Why do MFA policies create problems for dental billing teams?

When a carrier portal sends a one-time authentication code, it goes to the device or email address registered when the portal account was originally set up, which is often a front desk phone at a specific practice location. At a DSO with a central billing team, that means the denial specialist in the billing center is waiting on a code going to a front desk in a different city. A credential policy that requires MFA doesn't change the routing. The code still goes to the wrong place.

Do password managers like LastPass or 1Password solve the dental carrier portal authentication problem?

They solve credential storage, not authentication routing. A generic password manager stores the username and password for a carrier portal. It has no mechanism for intercepting or routing the one-time code the carrier sends to a registered phone or email. For dental billing teams at central RCM operations, the core friction is the code routing problem, not the credential storage problem. These are different problems that need different tools.

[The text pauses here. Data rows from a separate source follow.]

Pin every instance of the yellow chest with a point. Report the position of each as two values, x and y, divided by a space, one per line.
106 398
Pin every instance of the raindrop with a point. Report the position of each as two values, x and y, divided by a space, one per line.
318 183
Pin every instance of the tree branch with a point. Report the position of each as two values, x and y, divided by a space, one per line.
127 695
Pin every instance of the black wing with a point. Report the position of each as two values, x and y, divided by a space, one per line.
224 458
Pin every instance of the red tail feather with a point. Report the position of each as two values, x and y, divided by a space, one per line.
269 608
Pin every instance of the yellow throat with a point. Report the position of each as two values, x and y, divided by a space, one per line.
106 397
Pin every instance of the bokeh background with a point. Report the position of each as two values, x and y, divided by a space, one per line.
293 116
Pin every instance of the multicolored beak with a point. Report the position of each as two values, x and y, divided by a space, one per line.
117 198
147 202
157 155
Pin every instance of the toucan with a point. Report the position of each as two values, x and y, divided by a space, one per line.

What does HIPAA require for dental carrier portal access?

HIPAA requires a unique user identifier and an audit trail of who accessed protected health information and when. Carrier portals contain protected health information, so the access audit requirement applies. Shared logins in Chrome or stored in a spreadsheet don't satisfy the unique identifier or audit trail requirements. A system that routes authentication codes to the right person and maintains a per-user access log satisfies both requirements even when the underlying carrier credentials are shared.